Suppose we have a circle inscribed in a square, if we throw a pile of sand randomly on the square, some grains will end up inside the circle and others will end up outside of it. The following animation illustrates this concept, the blue dots represent the grains that are inside the circle and the red ones represent the ones outside of it.
If you wait a few moments you will start to see a circle filled with blue dots (a blue disk) and the areas outside of it are filled with red dots.

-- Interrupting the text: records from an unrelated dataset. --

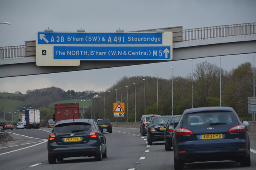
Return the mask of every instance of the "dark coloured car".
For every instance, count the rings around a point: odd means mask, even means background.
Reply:
[[[99,119],[97,120],[97,124],[98,125],[100,131],[103,132],[104,129],[107,130],[110,133],[112,133],[112,123],[108,119]]]
[[[140,133],[142,136],[146,136],[146,134],[147,133],[148,126],[152,119],[152,117],[160,115],[142,115],[141,120],[139,121],[140,123]]]
[[[172,116],[155,116],[148,125],[147,129],[148,144],[151,145],[153,142],[164,141],[164,132],[167,122]]]
[[[250,166],[248,125],[231,107],[185,110],[173,132],[174,169],[183,169],[185,163],[224,160]]]
[[[164,132],[164,145],[165,150],[167,151],[172,150],[172,139],[173,136],[173,129],[176,127],[179,123],[181,115],[175,115],[170,118],[166,128]]]
[[[13,129],[12,125],[11,123],[6,123],[4,125],[5,129]]]
[[[97,161],[107,157],[106,139],[92,119],[58,121],[50,134],[47,148],[49,164],[68,157],[94,156]]]
[[[48,122],[47,123],[47,128],[50,128],[51,127],[53,127],[55,125],[55,121],[52,119],[49,119],[48,120]]]

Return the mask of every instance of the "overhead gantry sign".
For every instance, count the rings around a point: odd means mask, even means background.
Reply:
[[[171,60],[172,33],[38,32],[38,66],[79,66],[80,60]]]

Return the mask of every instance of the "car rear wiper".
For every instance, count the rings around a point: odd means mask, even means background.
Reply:
[[[71,131],[71,132],[72,133],[74,133],[74,132],[81,132],[82,131],[84,131],[83,130],[76,130],[75,131]]]
[[[226,125],[226,123],[210,123],[210,125]]]

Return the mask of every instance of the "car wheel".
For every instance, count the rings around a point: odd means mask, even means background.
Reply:
[[[102,158],[107,158],[107,144],[105,143],[105,152],[104,154],[102,154]]]
[[[101,145],[100,145],[100,153],[97,154],[94,156],[94,159],[96,161],[101,161],[102,160],[102,154],[101,152]]]
[[[174,169],[175,170],[182,170],[183,169],[183,162],[181,160],[178,160],[176,159],[175,156],[173,156]]]
[[[54,156],[50,156],[48,155],[48,162],[50,164],[53,164],[56,163],[56,158]]]
[[[241,166],[251,166],[251,156],[250,154],[247,157],[244,157],[240,159],[240,165]]]
[[[153,141],[152,140],[148,139],[148,137],[147,138],[148,140],[148,144],[150,145],[152,145],[153,144]]]
[[[62,161],[64,159],[63,157],[58,157],[56,158],[58,161]]]
[[[170,151],[172,150],[172,146],[168,144],[167,143],[164,143],[164,145],[165,145],[165,150],[166,150],[167,151]]]

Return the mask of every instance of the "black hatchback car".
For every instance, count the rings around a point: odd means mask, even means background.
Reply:
[[[161,116],[152,117],[147,130],[148,144],[151,145],[154,141],[164,141],[164,131],[167,122],[172,116]]]
[[[164,145],[165,150],[167,151],[172,150],[172,139],[173,136],[173,129],[176,127],[179,123],[181,115],[175,115],[170,118],[167,126],[164,132]]]
[[[58,121],[49,136],[47,148],[49,164],[72,157],[94,156],[95,160],[107,157],[106,138],[92,119]]]
[[[108,119],[99,119],[97,120],[97,124],[102,132],[103,129],[106,129],[110,133],[112,133],[112,123]]]
[[[141,120],[139,121],[142,136],[146,136],[147,133],[148,126],[151,121],[152,117],[160,116],[160,115],[144,115],[141,117]]]
[[[185,110],[174,131],[174,169],[183,169],[184,163],[224,160],[250,166],[248,125],[231,107]]]

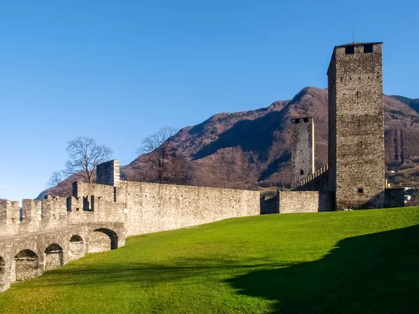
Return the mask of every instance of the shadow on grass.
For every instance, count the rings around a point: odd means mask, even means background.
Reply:
[[[418,313],[419,225],[340,241],[319,260],[227,281],[274,313]]]

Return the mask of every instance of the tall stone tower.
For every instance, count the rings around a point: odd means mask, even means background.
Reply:
[[[337,209],[383,205],[382,44],[337,46],[328,70],[329,188]]]
[[[314,121],[291,119],[291,188],[314,172]]]

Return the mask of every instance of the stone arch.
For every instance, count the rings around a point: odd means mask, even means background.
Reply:
[[[24,281],[39,276],[38,255],[31,250],[22,250],[13,259],[12,281]]]
[[[3,292],[6,289],[6,263],[4,259],[0,256],[0,292]]]
[[[78,234],[74,234],[70,239],[68,244],[68,260],[77,260],[84,256],[84,242]]]
[[[45,269],[54,269],[64,264],[63,248],[54,243],[50,244],[45,251]]]
[[[118,248],[118,235],[110,229],[96,229],[89,235],[88,245],[89,253],[115,250]]]

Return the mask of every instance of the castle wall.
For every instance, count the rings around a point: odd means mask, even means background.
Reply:
[[[314,121],[311,117],[291,119],[291,188],[314,172]]]
[[[326,165],[303,180],[293,190],[329,190],[329,170]]]
[[[336,47],[329,75],[329,169],[331,186],[336,188],[337,207],[382,208],[385,178],[381,44]]]
[[[101,197],[101,202],[116,199],[123,204],[128,235],[170,230],[260,212],[258,191],[126,181],[121,181],[115,190],[101,184],[78,182],[77,186],[80,195],[94,195]],[[112,207],[109,211],[110,215],[119,212]]]
[[[279,214],[330,211],[332,193],[319,191],[279,191]]]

We can compute the proportion of grains that ended up inside the circle, this value equals the proportion of the circle to the square. Besides, the more grain of sands we throw onto the square the more accurate the estimation will be.
But why is this true? The Monte-Carlo simulation is an example of the "Law of Large Numbers (LLN)", this is not the focus of this blog, if you want to know more you can check this wikipedia article Law_of_large_numbers.
First, let's figure out what the proportion of the circle in relation to the square is.
The area of the circle is \(\pi r^2\), on the other hand we will consider a unit square having an area of 1.
Therefore the proportion we're looking for is \(\cfrac{\pi / 4}{1} = \dfrac{\pi}{4}\).
The second value we're looking for is the proportion of the grains inside the circle. Denote \(success\) the number of these grains, and \(trials\) the total number of grains thrown, so the proportion is \(success/trials\).
Now, let's write the equation $$ \dfrac{\pi}{4} = \dfrac{success}{trials} \Harr \pi = 4\cdot \dfrac{success}{trials} $$ There you go! What we have to do now is to simulate a lot of "trials" and see how many are "success" i.e. inside the circle.

Code

We will be creating an array containing many couples of variables representing the coordinates of each point (grain of sand), then we calculate whether the point is within the disk or not, the disk center is \( (1/2, 1/2) \).
Each point \( (x,y) \) is a bivariate uniform random variable on the unit square, \( (x,y) \in (0,1)^2 \) and the disk is defined by: $$ \Big\{(x,y) \in \R^2; \Big(x - \frac{1}{2}\Big)^2 + \Big(y - \frac{1}{2}\Big)^2 \leq \Big(\frac{1}{2}\Big)^2 \Big\}$$

            
            import numpy as np

            def monte_carlo_pi(trials):
                b_uniform = ((np.random.uniform(0,1), np.random.uniform(0,1)) for _ in range(trials))
                success = sum(((x - 0.5)**2 + (y - 0.5)**2 <= 0.25 for x,y in b_uniform))
                return 4 * (success/trials)
            
            

The code above defines a function "monte_carlo_pi" that takes the number of random trials to generate as argument.
The "b_uniform" is a generator containing "trials" amount of random points all within the square. The "success" variable is simply the number of points situated inside the circle. Finally the estimated value of \( \pi \) is returned.

Results

We expect that the larger number of trials we use the better the estimation of \( \pi \) will be.
Let's see the result when using only 100 trials.
Card image cap
We got 3.0 as an estimation, this is quite far from the value that we're mostly used to (e.g. 3.141592654), so let's increase the number of trials to 100,000
Card image cap
Now we're at 3.13976, much better. Finally, let's try 1,000,000 trials Card image cap
The estimation got even closer, we're at 3.144164.

Conclusion

The Monte-Carlo method got a decent approximation of \( \pi \) when using 1,000,000 trials, so why not use even more trials? How about 100 million? What about 100 billion?
The theory states that the more trials we make the better the approximation, but there is a limit when using computers.
Also, more trials will result in more computing time, 100 million trials will give an estimation of 3.14144576.
A better result, however, it took eight and a half minutes to complete.
There are many ways to enhance the performance of our code, including using the Numba library and parallelization, this will be covered in another blog.